Jurisdiction relinquished.
DISSENTING OPINION BY Senior Judge KELLEY.
I respectfully dissent.
With respect to the first allegation of error raised in the instant appeal, as the trial court noted in its opinion:
[T]he Court holds that
[Appeal of Marple Springfield Center, Inc.,
530 Pa. 122, 607 A.2d 708 (1992) ] is clearly and most easily distinguishable from the case at bar. In
Maiple Spñngfield Center,
the new owner had purchased an entire, al
ready-constructed shopping center that was encumbered by a long-term lease. Klein’s, the long-term tenant, did not construct the improvements.
In the case at bar, the Assids have, at arms-length, leased a 800-plus acre tract of land to a tenant who built a golf course upon it. The rent payable to the Assids reflects the fair rental value of the property before construction, not after. To use the capitalization of income approach would permit the improvements made to the property by the golf course developer tenant to escape real estate taxation. This would be an absurd result.
Trial Court Opinion at 3-4.
It is clear to me that the trial court did not err in distinguishing
Marple Springfield Center
from the instant case. Indeed, as this Court has previously noted:
Nothing in
[Marple Springfield Center
] suggests that its treatment of long term leases is mandatory in determining the fair market value of property when all that is involved are the typical short term leases that make up the rent rolls of a commercial building. Whether a short term lease has to be considered is determined by whether it is significant, and then the failure to consider it properly goes only to the weight of the expert’s testimony, not its competency. Accordingly, as the trial court held,
[Marple Springfield Center
] applies only when a long term lease so affects the fee simple that it must be taken into account separately in determining the fair market value.
In re Appeal of Cynwyd Property Investments,
679 A.2d 304, 309-310 (Pa.Cmwlth.),
petition for allowance of appeal denied,
546 Pa. 671, 685 A.2d 549 (1996).
The lease at issue in
Marple Springfield Center
was renewable
for
a term totaling 86 years, and involved property that had been developed by the owner prior to the execution of the lease. In contrast, in the instant case, the lease at issue is for a 5-year term renewable for a maximum term of 25 years, and involves property that was developed by the lessee after the execution of the lease.
Moreover, and more importantly, with respect to the expert testimony relied upon by the trial court, the expert’s failure to consider the lease properly goes only to the weight of his testimony, and not its competency.
In re Appeal of Cynwyd Property Investments.

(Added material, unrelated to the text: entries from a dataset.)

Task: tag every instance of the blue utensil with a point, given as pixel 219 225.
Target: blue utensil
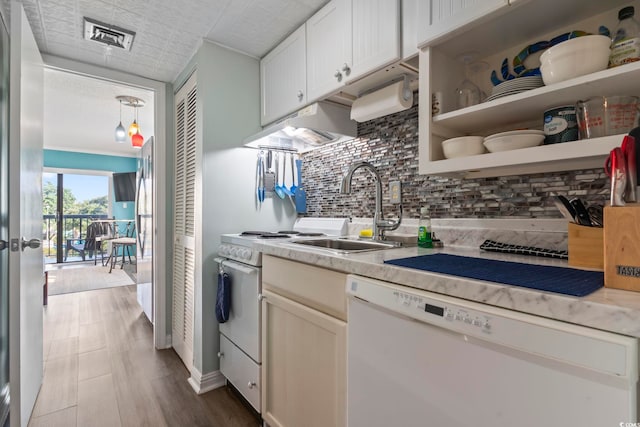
pixel 293 174
pixel 260 178
pixel 287 191
pixel 300 195
pixel 279 189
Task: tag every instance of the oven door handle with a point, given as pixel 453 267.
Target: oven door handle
pixel 236 266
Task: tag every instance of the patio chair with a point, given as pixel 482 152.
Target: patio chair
pixel 88 244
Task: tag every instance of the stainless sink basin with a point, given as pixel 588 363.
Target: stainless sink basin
pixel 347 245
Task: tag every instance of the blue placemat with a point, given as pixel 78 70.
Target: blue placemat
pixel 569 281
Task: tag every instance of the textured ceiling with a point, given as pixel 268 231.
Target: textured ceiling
pixel 80 113
pixel 168 32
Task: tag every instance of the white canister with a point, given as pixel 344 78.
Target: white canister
pixel 560 124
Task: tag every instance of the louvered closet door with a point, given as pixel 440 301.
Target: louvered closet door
pixel 184 222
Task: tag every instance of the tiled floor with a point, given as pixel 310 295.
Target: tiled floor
pixel 100 369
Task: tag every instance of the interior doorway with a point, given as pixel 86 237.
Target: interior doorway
pixel 94 81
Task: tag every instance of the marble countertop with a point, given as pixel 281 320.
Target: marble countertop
pixel 607 309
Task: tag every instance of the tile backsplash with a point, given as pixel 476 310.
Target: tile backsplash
pixel 391 144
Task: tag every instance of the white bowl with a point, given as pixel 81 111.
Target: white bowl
pixel 574 58
pixel 515 132
pixel 463 146
pixel 513 142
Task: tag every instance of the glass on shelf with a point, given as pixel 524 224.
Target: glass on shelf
pixel 467 92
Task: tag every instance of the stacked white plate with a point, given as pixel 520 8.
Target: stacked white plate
pixel 517 85
pixel 513 140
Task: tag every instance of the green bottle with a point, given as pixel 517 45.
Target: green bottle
pixel 424 229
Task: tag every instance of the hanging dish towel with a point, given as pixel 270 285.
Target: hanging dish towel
pixel 223 298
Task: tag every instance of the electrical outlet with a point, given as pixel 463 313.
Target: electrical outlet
pixel 395 191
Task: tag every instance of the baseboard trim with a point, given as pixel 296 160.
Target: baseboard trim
pixel 207 382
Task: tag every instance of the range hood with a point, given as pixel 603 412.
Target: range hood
pixel 312 127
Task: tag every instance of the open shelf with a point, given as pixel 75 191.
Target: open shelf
pixel 584 154
pixel 624 80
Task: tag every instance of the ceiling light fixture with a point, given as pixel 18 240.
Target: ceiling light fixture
pixel 134 128
pixel 108 34
pixel 121 133
pixel 137 139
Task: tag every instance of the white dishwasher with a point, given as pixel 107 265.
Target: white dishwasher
pixel 417 358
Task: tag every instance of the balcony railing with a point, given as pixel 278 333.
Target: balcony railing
pixel 74 226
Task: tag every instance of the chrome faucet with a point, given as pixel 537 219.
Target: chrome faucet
pixel 379 223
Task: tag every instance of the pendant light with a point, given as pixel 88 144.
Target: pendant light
pixel 134 126
pixel 121 134
pixel 134 129
pixel 136 139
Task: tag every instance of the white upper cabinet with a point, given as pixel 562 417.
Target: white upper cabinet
pixel 439 18
pixel 283 78
pixel 376 35
pixel 348 39
pixel 409 28
pixel 328 48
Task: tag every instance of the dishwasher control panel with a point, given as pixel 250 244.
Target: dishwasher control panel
pixel 431 310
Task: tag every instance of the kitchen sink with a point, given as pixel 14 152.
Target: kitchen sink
pixel 347 245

It is well settled that the trial court is the fact finder and, as such, determines the weight to be accorded to an expert’s testimony regarding the valuation of the property.
Cedarbrook Realty, Inc. v. Cheltenham Township,
148 Pa.Cmwlth. 310, 611 A.2d 335,
petition for allowance of appeal denied,
533 Pa. 637, 621 A.2d 582 (1992). Absent clear error, the factual findings of the trial court have much weight and should not be reversed on appeal.
Id.
Thus, contrary to the Majority’s conclusion, I firmly believe that the trial court properly distinguished
Marple Springfield Center
in disposing of the As-sids’ tax assessment appeal, and that it did not commit any such “clear error” compelling reversal of its order.
Accordingly, unlike the Majority, I would affirm the trial court’s order.